I guess the Fed felt like it had no choice but to pull this latest giant intervention out of its butt at the 11th hour, but our national debt is twice what it was last year even without Fannie & Freddie included and now we're going to throw 85 BILLLION at this irresponsible insurance company because we don't know what else to do?
That decision was made by a guy who does not even work for a government agency--Benjamin Bernanke, the Chairman of the Federal Reserve. The Fed is a private organization supported by other banks. So where does he get off putting ordinary Americans on the hook for $85 billion without any discussion or oversight? At what point do these federal bail-outs lose all meaning? Isn't it kind of like the blind leading the blind at this point? Here we are, the U.S., in debt up to our eyeballs, but we step in and say "Don't worry multi-national corporation! We are here to save you! Have no fear!"
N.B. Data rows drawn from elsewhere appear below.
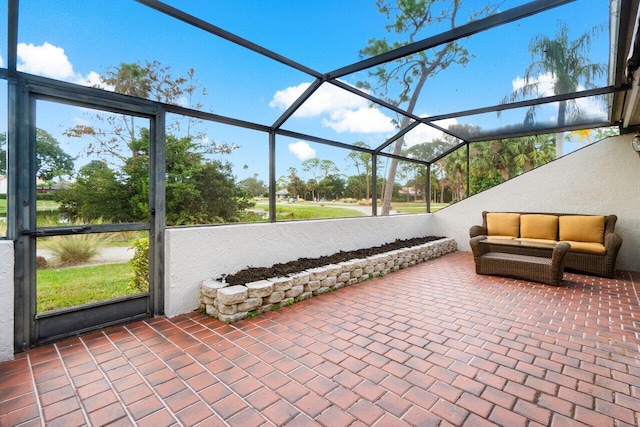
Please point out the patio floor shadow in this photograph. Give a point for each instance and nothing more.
(434, 344)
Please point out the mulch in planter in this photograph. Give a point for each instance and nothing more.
(252, 274)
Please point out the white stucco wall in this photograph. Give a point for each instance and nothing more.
(602, 178)
(195, 254)
(6, 300)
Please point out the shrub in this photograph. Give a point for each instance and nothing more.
(140, 265)
(75, 249)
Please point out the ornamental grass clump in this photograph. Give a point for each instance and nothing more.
(76, 249)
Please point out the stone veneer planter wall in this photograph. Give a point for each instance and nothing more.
(233, 303)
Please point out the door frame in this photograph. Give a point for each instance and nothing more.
(30, 328)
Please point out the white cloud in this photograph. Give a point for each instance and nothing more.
(51, 61)
(346, 111)
(424, 133)
(302, 150)
(361, 120)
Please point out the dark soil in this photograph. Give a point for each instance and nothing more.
(252, 274)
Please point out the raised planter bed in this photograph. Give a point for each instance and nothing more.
(237, 302)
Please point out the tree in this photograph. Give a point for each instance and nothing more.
(569, 66)
(51, 159)
(402, 81)
(295, 185)
(253, 186)
(97, 194)
(198, 191)
(112, 136)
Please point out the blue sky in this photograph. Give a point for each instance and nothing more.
(84, 38)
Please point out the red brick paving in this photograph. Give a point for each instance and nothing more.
(431, 345)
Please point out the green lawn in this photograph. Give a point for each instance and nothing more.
(41, 206)
(68, 287)
(309, 210)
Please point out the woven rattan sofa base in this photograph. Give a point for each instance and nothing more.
(595, 264)
(548, 268)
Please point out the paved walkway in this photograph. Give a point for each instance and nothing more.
(431, 345)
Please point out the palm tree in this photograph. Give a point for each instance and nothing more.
(567, 63)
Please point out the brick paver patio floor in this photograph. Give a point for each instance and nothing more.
(434, 344)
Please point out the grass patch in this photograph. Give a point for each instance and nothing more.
(310, 211)
(69, 287)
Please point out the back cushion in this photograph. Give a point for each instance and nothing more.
(582, 228)
(537, 226)
(503, 224)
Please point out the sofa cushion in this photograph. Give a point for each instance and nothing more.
(503, 224)
(587, 247)
(582, 228)
(539, 226)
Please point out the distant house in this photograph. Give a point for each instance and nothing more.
(282, 194)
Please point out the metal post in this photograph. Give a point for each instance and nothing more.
(429, 188)
(272, 176)
(374, 184)
(468, 170)
(157, 211)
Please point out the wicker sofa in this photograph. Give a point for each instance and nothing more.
(594, 242)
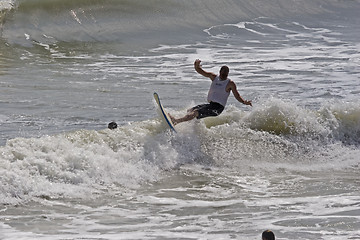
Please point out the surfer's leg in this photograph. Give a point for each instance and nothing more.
(189, 116)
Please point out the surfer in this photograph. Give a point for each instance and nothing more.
(268, 235)
(219, 92)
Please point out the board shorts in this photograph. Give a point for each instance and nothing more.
(211, 109)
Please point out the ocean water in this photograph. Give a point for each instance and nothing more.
(290, 163)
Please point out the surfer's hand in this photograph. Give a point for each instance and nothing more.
(248, 103)
(197, 63)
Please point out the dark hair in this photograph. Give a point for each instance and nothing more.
(224, 71)
(268, 235)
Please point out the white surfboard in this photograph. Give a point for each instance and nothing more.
(164, 114)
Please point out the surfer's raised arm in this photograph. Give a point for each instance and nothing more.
(219, 92)
(201, 71)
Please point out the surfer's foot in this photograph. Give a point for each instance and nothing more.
(174, 121)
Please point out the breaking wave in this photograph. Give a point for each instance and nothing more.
(274, 136)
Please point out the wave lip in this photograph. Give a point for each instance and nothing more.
(30, 22)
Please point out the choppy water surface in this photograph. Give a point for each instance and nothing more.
(290, 163)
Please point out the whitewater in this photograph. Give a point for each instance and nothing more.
(289, 164)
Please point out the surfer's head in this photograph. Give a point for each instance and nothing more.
(224, 72)
(268, 235)
(112, 125)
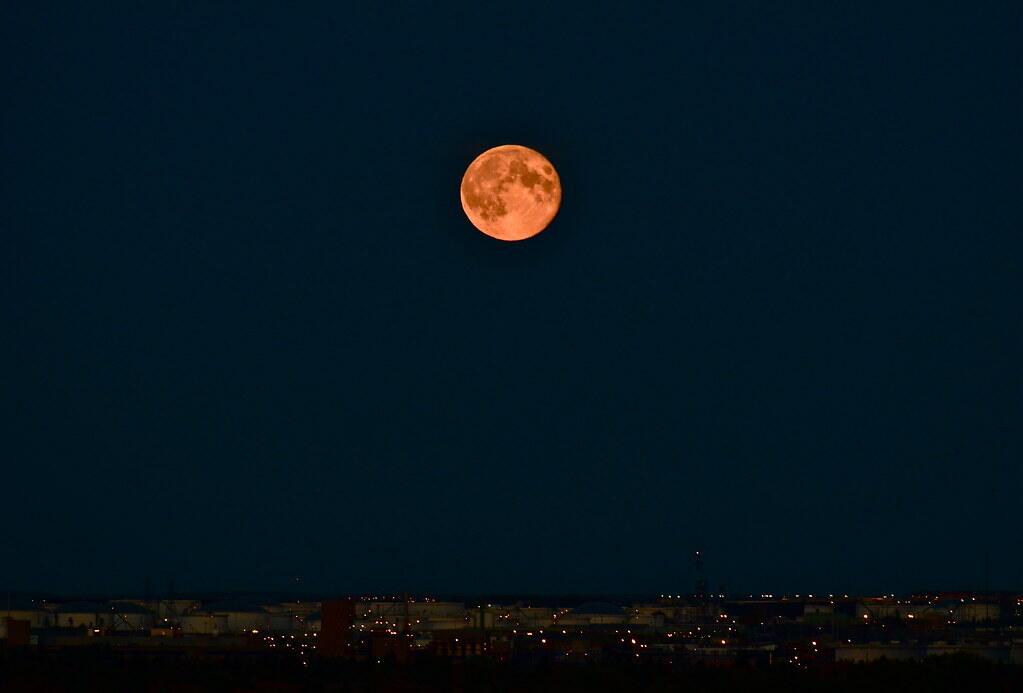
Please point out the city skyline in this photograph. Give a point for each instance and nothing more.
(252, 337)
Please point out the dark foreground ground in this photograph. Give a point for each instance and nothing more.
(94, 670)
(84, 672)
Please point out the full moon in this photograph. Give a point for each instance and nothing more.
(510, 192)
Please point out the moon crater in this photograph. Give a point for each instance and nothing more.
(510, 192)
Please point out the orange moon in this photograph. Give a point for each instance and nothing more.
(510, 192)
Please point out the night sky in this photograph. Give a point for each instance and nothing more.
(251, 337)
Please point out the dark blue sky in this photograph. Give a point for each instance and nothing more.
(251, 336)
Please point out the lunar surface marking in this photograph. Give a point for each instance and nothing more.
(510, 192)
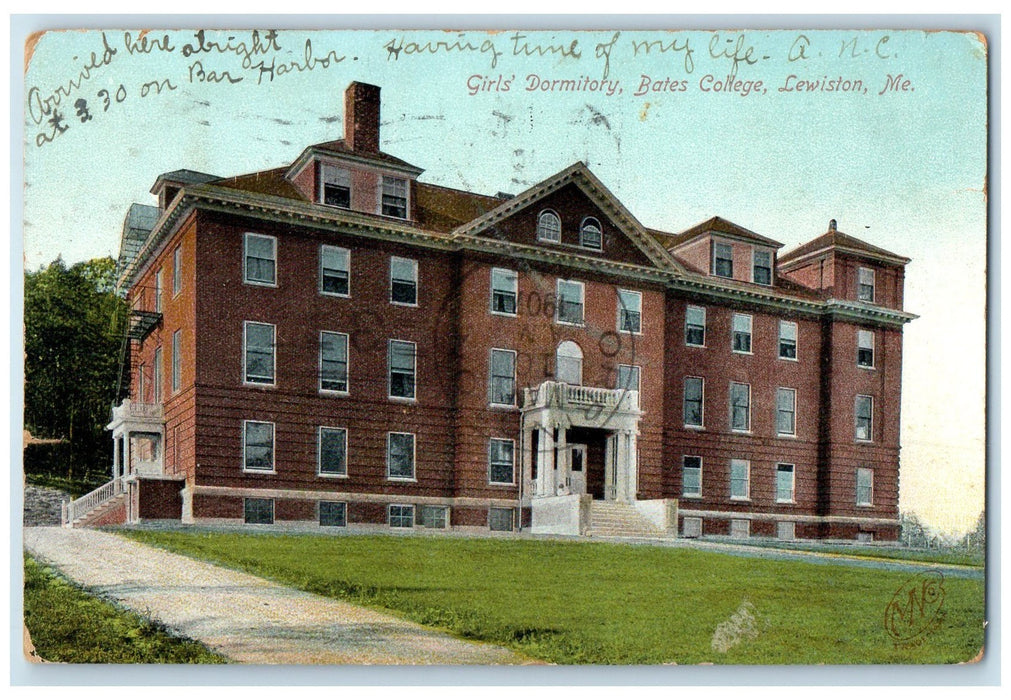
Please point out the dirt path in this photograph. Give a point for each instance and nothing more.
(248, 619)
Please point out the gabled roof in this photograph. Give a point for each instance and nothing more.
(838, 241)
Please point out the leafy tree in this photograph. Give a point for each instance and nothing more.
(74, 326)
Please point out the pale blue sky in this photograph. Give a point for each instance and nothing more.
(904, 170)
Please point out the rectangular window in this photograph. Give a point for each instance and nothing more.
(259, 353)
(260, 266)
(394, 196)
(694, 386)
(333, 514)
(434, 517)
(403, 281)
(402, 360)
(692, 476)
(695, 327)
(332, 457)
(503, 291)
(740, 479)
(865, 284)
(628, 377)
(333, 361)
(761, 269)
(336, 187)
(788, 340)
(786, 411)
(500, 461)
(864, 411)
(864, 487)
(258, 511)
(629, 311)
(501, 377)
(740, 407)
(335, 271)
(177, 360)
(258, 446)
(500, 519)
(401, 516)
(177, 270)
(742, 333)
(400, 455)
(784, 483)
(723, 260)
(865, 349)
(569, 310)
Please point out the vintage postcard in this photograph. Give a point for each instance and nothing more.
(504, 347)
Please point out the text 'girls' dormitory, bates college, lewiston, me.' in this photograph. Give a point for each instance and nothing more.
(335, 343)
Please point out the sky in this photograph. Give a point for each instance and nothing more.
(675, 123)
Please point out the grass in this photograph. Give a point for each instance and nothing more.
(67, 624)
(594, 603)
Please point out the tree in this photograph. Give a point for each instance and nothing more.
(74, 326)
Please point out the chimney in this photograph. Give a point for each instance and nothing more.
(361, 117)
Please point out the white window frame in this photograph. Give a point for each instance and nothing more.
(273, 448)
(347, 364)
(319, 470)
(513, 280)
(273, 354)
(249, 236)
(623, 308)
(324, 251)
(414, 457)
(491, 463)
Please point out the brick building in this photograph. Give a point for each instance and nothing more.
(337, 342)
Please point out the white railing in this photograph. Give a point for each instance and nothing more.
(77, 509)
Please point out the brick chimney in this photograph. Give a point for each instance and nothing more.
(361, 117)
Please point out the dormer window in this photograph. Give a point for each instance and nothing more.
(394, 196)
(589, 234)
(549, 228)
(723, 260)
(336, 186)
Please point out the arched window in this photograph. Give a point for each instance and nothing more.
(589, 234)
(549, 227)
(568, 363)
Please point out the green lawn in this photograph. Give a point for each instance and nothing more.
(594, 603)
(69, 625)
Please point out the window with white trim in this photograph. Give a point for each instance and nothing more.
(785, 484)
(695, 327)
(864, 412)
(691, 476)
(400, 456)
(335, 271)
(501, 462)
(742, 333)
(332, 452)
(403, 281)
(333, 361)
(786, 411)
(865, 349)
(629, 311)
(394, 196)
(402, 362)
(788, 340)
(503, 291)
(258, 446)
(549, 227)
(864, 487)
(260, 259)
(569, 308)
(258, 342)
(740, 407)
(740, 479)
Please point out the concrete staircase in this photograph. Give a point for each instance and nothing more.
(611, 519)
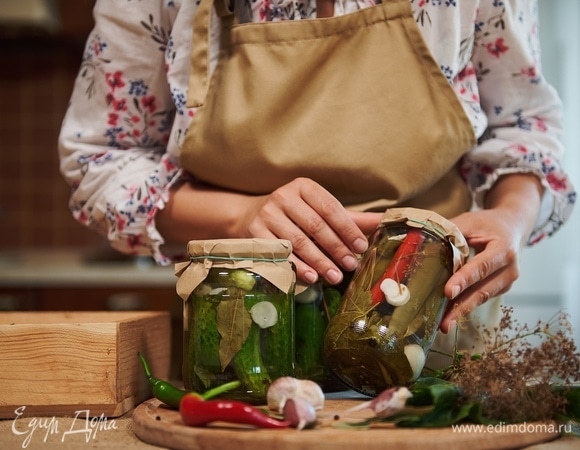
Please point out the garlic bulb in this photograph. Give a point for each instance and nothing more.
(285, 388)
(299, 412)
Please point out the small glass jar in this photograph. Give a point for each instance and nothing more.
(313, 309)
(393, 306)
(238, 315)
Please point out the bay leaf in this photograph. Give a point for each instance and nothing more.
(233, 324)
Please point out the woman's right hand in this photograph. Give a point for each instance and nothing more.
(325, 236)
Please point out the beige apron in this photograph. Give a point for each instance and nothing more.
(355, 102)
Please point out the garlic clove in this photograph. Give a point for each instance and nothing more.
(300, 413)
(264, 314)
(416, 357)
(396, 294)
(387, 403)
(280, 391)
(284, 388)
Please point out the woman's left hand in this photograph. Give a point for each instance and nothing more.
(496, 235)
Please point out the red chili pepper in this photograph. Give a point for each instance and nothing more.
(197, 413)
(400, 263)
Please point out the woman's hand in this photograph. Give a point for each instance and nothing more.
(497, 235)
(325, 236)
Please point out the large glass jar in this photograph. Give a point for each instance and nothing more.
(392, 309)
(238, 315)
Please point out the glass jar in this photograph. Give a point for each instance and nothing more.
(393, 306)
(313, 309)
(238, 315)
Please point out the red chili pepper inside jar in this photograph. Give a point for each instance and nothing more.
(391, 311)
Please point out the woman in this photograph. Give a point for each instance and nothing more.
(128, 152)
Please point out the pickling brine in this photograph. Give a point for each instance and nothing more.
(392, 309)
(238, 316)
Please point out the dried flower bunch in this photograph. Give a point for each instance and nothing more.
(517, 379)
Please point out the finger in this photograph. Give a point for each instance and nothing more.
(473, 297)
(304, 271)
(366, 221)
(342, 230)
(312, 259)
(483, 265)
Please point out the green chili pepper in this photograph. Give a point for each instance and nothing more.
(171, 395)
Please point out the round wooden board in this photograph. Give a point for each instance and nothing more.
(158, 425)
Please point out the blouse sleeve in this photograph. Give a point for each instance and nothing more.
(523, 111)
(113, 140)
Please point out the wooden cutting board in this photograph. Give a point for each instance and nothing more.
(158, 425)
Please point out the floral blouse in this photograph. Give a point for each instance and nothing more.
(120, 140)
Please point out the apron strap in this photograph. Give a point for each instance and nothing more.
(199, 66)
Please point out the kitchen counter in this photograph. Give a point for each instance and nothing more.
(46, 268)
(64, 433)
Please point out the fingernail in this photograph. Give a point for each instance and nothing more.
(349, 263)
(311, 277)
(360, 245)
(334, 276)
(455, 292)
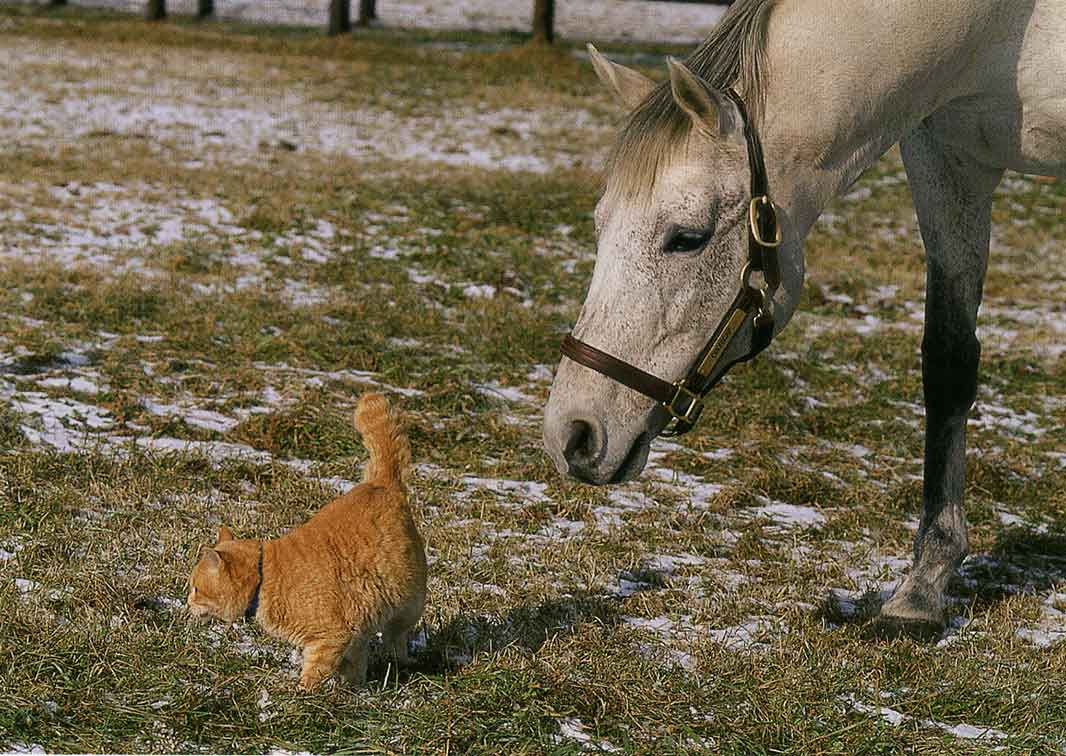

Rilly? How? How are we going to save them? I personally am having trouble paying for gas and keeping groceries in the house. Honestly, where does it end?
Is anyone else getting sick to death of these guys and their nonstop money dramas?
My theory on this is that it's probably a good idea to help these corporations, not because they deserve it but because the fallout on the American public would be so profound if they fail. However, the real problem that needs to be addressed is the climate that allowed these major corporations to get into this mess in the first place. People run corporations, and people make mistakes. Neocons would like to believe that all regulation is anti-capitalism, but I think we need to strike a happy median somewhere. We're paying the price for going too far in one direction.
"On November 4, 1999, Congress passed sweeping legislation that will dramatically reshape the financial services industry by removing barriers between banks, insurance companies, and investment firms which have existed since the Great Depression. President Clinton is expected to sign this historic legislation."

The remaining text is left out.